On 3/31/15 6:53 PM, Justin Salamon wrote:

To expand on what Ethan wrote, it sounds like what you're trying to do is
zero-pad the signal:
http://www.dsprelated.com/dspbooks/mdft/Zero_Padding.html

That said, whilst zero padding will give you an interpolated spectrum in
the frequency domain, you may still miss the "true location" of your peaks,

how so? the only mechanism for missing the "true location" would be sidelobe interference from adjacent peaks, possibly including the peak(s) in negative frequency.

and it will also increase the computational cost.

Another thing to look at is re-estimating the exact location of the peaks
in your spectrum using parabolic interpolation:
http://www.dsprelated.com/dspbooks/sasp/Quadratic_Interpolation_Spectral_Peaks.html

quadratic interpolation of peaks (given the three discrete samples around the peak) is a good ol' standby. i use it for autocorrelation to get the period to a fractional-sample precision. but i don't see why it would be more accurate than zero-padding before the FFT.
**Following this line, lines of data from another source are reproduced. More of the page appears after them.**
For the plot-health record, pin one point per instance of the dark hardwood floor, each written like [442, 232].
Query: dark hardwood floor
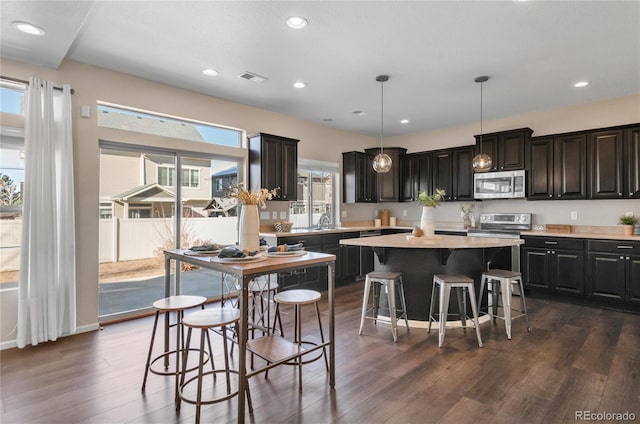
[576, 358]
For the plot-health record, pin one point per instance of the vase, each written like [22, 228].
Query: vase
[426, 222]
[249, 228]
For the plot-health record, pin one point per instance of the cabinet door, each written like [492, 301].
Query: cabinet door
[511, 151]
[605, 164]
[407, 178]
[632, 163]
[488, 144]
[462, 184]
[568, 271]
[289, 169]
[541, 168]
[570, 170]
[606, 276]
[535, 267]
[271, 165]
[423, 173]
[442, 168]
[633, 279]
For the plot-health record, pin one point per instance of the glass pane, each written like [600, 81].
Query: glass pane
[124, 119]
[11, 190]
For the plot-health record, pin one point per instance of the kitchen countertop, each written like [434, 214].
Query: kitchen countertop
[406, 241]
[587, 232]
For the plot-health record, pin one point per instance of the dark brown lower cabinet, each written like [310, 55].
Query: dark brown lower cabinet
[614, 270]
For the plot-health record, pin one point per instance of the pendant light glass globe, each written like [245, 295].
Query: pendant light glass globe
[382, 163]
[481, 163]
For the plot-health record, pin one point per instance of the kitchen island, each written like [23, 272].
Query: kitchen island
[419, 258]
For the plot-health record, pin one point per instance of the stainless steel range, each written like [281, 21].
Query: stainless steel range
[503, 225]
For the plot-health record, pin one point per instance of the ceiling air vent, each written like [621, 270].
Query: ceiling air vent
[250, 76]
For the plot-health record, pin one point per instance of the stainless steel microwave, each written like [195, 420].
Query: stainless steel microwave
[499, 185]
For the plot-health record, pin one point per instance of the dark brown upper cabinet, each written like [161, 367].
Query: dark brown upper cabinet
[631, 170]
[358, 178]
[507, 149]
[273, 163]
[605, 164]
[570, 166]
[389, 184]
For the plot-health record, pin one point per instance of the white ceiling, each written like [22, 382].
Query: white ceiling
[533, 51]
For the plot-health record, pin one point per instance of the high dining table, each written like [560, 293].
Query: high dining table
[246, 271]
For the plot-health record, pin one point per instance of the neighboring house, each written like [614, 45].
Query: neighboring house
[220, 205]
[139, 185]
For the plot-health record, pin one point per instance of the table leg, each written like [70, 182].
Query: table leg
[332, 335]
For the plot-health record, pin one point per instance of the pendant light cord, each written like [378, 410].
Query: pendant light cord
[381, 115]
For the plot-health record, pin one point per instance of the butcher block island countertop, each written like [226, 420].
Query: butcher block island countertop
[419, 258]
[406, 241]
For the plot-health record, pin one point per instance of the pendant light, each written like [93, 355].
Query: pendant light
[482, 161]
[382, 161]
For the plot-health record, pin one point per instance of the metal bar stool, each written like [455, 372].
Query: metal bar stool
[390, 281]
[167, 305]
[442, 285]
[501, 283]
[297, 298]
[204, 321]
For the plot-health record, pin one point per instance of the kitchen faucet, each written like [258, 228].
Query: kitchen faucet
[324, 221]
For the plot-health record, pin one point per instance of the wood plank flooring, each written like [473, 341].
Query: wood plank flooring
[575, 358]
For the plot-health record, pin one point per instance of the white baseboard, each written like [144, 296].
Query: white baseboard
[82, 329]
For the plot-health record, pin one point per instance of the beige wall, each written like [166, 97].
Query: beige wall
[92, 84]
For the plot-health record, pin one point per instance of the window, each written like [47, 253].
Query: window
[106, 211]
[190, 177]
[113, 116]
[316, 193]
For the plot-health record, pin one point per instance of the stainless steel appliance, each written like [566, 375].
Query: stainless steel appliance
[499, 185]
[503, 225]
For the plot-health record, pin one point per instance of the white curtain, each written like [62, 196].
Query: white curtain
[47, 283]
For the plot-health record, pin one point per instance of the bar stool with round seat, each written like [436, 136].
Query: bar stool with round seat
[390, 281]
[298, 298]
[204, 321]
[500, 283]
[442, 285]
[177, 304]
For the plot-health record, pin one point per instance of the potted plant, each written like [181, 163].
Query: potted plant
[628, 222]
[429, 202]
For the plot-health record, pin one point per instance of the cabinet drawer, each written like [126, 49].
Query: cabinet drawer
[554, 243]
[612, 246]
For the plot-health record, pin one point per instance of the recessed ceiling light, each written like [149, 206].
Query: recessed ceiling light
[296, 22]
[28, 28]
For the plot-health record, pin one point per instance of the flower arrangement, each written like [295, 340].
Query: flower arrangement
[431, 201]
[628, 220]
[251, 197]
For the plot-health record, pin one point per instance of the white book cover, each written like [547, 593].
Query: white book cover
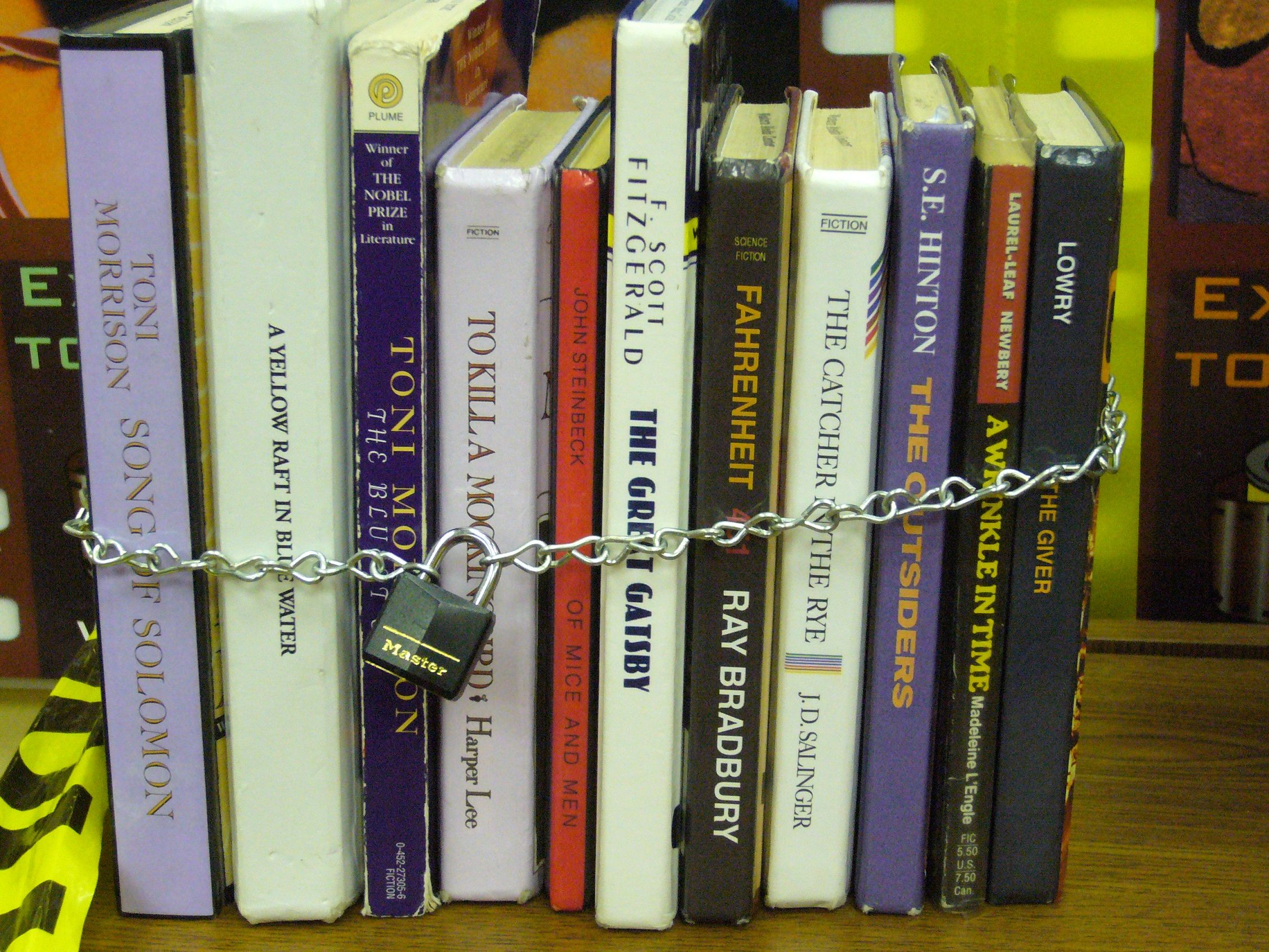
[660, 74]
[493, 341]
[841, 203]
[273, 139]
Or, you could use the phase instead to compute the instantaneous frequency:
http://en.wikipedia.org/wiki/Instantaneous_phase#Instantaneous_frequency

needs a Hilbert transformer. and you would also need to isolate the sinusoidal partial from the other partials.

i think so, anyway.


--

r b-j                  r...@audioimagination.com

"Imagination is more important than knowledge."